To remove stains or mildew, mix 1 gallon hot water with powdered oxygen bleach according to directions. Scrub the area with a soft-bristle brush, and rinse. To remove rust stains or bird droppings, or to restore original color, sand lightly along the grain using fine-grit sandpaper, and rinse. If the area is too large to sand, mix hot water with oxalic acid crystals (also called wood bleach or wood brightener) according to directions. Apply with a soft-bristle brush, and rinse. Don’t use chlorine bleach, which can damage wood fibers.
Aluminum, iron, steel, and other metals can be wrought (heated and hammered into shape), cast from molds (often in solid pieces), or formed into hollow tubing. Because most of these, except aluminum, are subject to rust, metal furniture is usually finished with layers of clear varnish, paint, or a durable powder coating.
Use a mild soap solution, scrub, rinse, and dry as described. To remove rust stains or mold, sand the area lightly using fine-grit sandpaper. Wipe it clean, and apply touch-up paint if needed (available through the manufacturer) in several thin layers. Let dry between coats. Humidity may affect the paint, so it’s best to work on a dry day.

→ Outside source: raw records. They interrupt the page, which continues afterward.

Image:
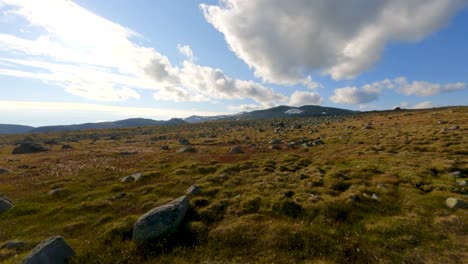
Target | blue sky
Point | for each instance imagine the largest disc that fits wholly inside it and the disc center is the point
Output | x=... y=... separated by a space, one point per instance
x=64 y=62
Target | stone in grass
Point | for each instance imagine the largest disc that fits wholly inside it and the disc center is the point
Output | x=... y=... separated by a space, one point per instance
x=160 y=221
x=29 y=147
x=193 y=190
x=456 y=203
x=236 y=150
x=5 y=205
x=13 y=245
x=131 y=178
x=52 y=250
x=186 y=150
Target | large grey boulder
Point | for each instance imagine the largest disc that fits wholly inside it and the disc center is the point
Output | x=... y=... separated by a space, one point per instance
x=5 y=204
x=29 y=147
x=160 y=221
x=52 y=250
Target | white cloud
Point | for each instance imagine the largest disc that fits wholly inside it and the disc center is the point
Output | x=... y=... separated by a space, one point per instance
x=97 y=59
x=353 y=95
x=370 y=92
x=300 y=98
x=423 y=89
x=186 y=50
x=287 y=41
x=421 y=105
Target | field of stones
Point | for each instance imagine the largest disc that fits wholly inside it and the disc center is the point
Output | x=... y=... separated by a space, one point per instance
x=377 y=187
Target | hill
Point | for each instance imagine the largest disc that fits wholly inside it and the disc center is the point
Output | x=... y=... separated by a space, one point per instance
x=375 y=187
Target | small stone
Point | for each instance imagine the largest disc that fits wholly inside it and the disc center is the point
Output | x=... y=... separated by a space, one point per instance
x=236 y=150
x=462 y=183
x=193 y=190
x=184 y=141
x=57 y=191
x=275 y=141
x=186 y=150
x=5 y=204
x=52 y=250
x=13 y=244
x=29 y=147
x=456 y=203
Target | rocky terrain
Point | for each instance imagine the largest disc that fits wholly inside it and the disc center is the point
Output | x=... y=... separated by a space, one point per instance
x=386 y=187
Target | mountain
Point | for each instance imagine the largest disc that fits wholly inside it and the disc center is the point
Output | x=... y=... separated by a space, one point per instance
x=14 y=129
x=275 y=112
x=282 y=111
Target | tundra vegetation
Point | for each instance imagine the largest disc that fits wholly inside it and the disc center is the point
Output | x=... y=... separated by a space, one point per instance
x=365 y=188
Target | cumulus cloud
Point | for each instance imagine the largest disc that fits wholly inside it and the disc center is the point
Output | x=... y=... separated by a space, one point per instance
x=370 y=92
x=300 y=98
x=423 y=88
x=353 y=95
x=287 y=41
x=186 y=50
x=421 y=105
x=94 y=58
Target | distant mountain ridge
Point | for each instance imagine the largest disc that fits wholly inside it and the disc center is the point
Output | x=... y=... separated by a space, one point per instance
x=275 y=112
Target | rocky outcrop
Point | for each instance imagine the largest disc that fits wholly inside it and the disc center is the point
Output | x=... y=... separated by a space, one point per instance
x=52 y=250
x=160 y=221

Material for outdoor use often called performance fabric, is designed to resist sun damage, stains, moisture, and mildew. Solution-dyed fabric, woven with pigment-infused fibers, is less prone to fading and can handle more-aggressive cleansers than printed or piece-dyed cloth. To determine which you have, check both sides of the fabric.
Machine wash your removable covers in cold water using mild, bleach-free laundry soap and then air-dried. To hand wash, submerge the fabric in a solution of 1/4 cup of gentle liquid soap, such as Ivory, and 1 gallon of lukewarm water (do not exceed 100 degrees), swishing gently. Rinse and air-dry.
To clean mold from solution-dyed fabrics, mix 1 gallon of warm water with 2 tablespoons of oxygen bleach if the care guide lists it as an approved cleaning agent. Wet the affected area, and scrub with a soft-bristle brush. Rinse and air-dry.
Resin or all-weather furniture is generally made from plastic, either polyvinyl chloride (PVC) or polyethylene (PE). These plastics are manufactured with a number of chemical additives, including ultraviolet stabilizers and fungicides, and can be shaped to mimic wood, wicker, and items such as woven chair straps and slings.
Use a mild soap solution, scrub, rinse, and dry as described. For tough stains or mildew, try a solution of 10 parts water to 1 part chlorine bleach if the care guide lists bleach as an approved cleaning agent.